Recent Toronto newspaper item
Protesters target neo-Nazi's home
Cops follow as busload heads to Mississauga to holler slogans
By NATALIE PONA, TORONTO SUN August 20, 2006MISSISSAUGA -- School bus driver Corina Godson never expected she'd spend her weekend driving a load of radicals to protest outside the home of a man with neo-Nazi links.
"I've already called my boss. I'm not impressed," said Godson, as she smoked under a strip mall awning later. "Any sign of violence and I'm leaving without them."
Godson watched as about 25 members of Anti-Racist Action (ARA) Toronto milled around the mall's parking lot, off South Service Rd. near the QEW.
The group rented the bus -- using the name Youth Against Violence, Godson said -- and drove to Mississauga from the Christie Pits, where they had gathered yesterday afternoon to mark the 63rd anniversary of the Christie Pits riots, a massive brawl sparked by anti-Semitism.
ARA members, some wearing camouflage jackets, others covering their faces with scarves, refused to disclose where they were headed, forcing dozens of Toronto Police to follow them through the city and down the QEW. Some officers wore riot gear, while others loaded up their bikes and horses and joined the caravan.

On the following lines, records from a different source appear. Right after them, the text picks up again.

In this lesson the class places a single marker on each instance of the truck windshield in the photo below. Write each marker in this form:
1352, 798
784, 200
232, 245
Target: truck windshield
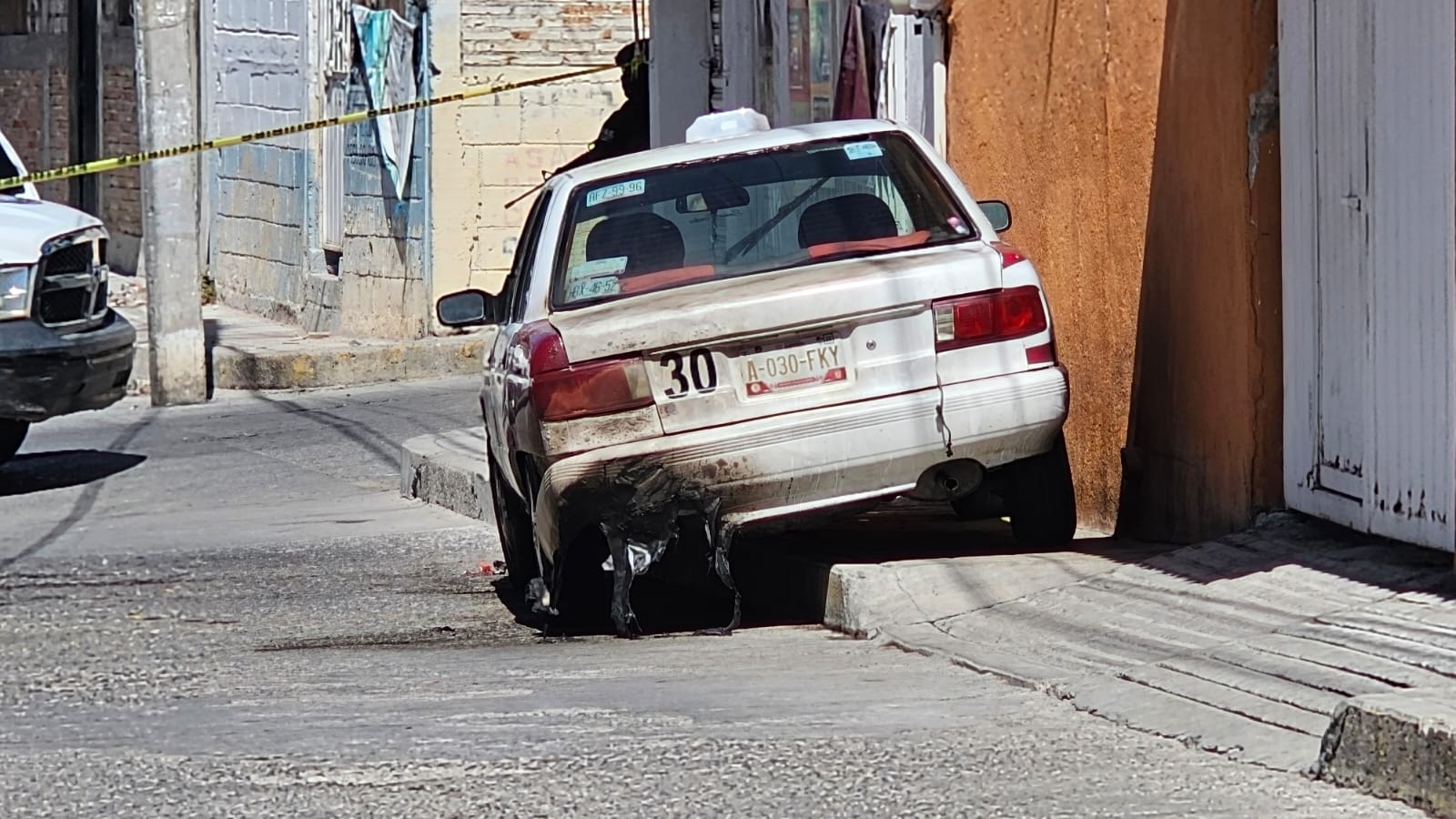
752, 213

Peel Police joined Toronto cops once the small group arrived outside the home of Paul Fromm, a former Mississauga teacher fired for participating in meetings and conferences sponsored by those who support white supremacist and anti-Semitic views. He has ties to the neo-Nazi movement and is a vocal supporter of infamous Holocaust denier Ernst Zundel.
After police removed protesters from Fromm's townhouse property, ARA members gathered in a parking lot behind his home to shouted slogans.
"Show us your Aryan gonads," one man yelled.
Another led a chant of, "Nazi, Nazi, Nazi, out, out, out."
Police officers, including some stationed in Fromm's backyard, gathered to monitor the situation.
Fromm and several house guests watched the protest from the yard, snapping pictures of the demonstrators.
Fromm, who described himself as a civil libertarian and not a neo-Nazi, insisted he is simply a defender of free speech.
"Who's involved in hate this afternoon?" he asked, adding officers warned him that he may be an ARA target. "They do have a right to protest but they don't have a right to protest on private property."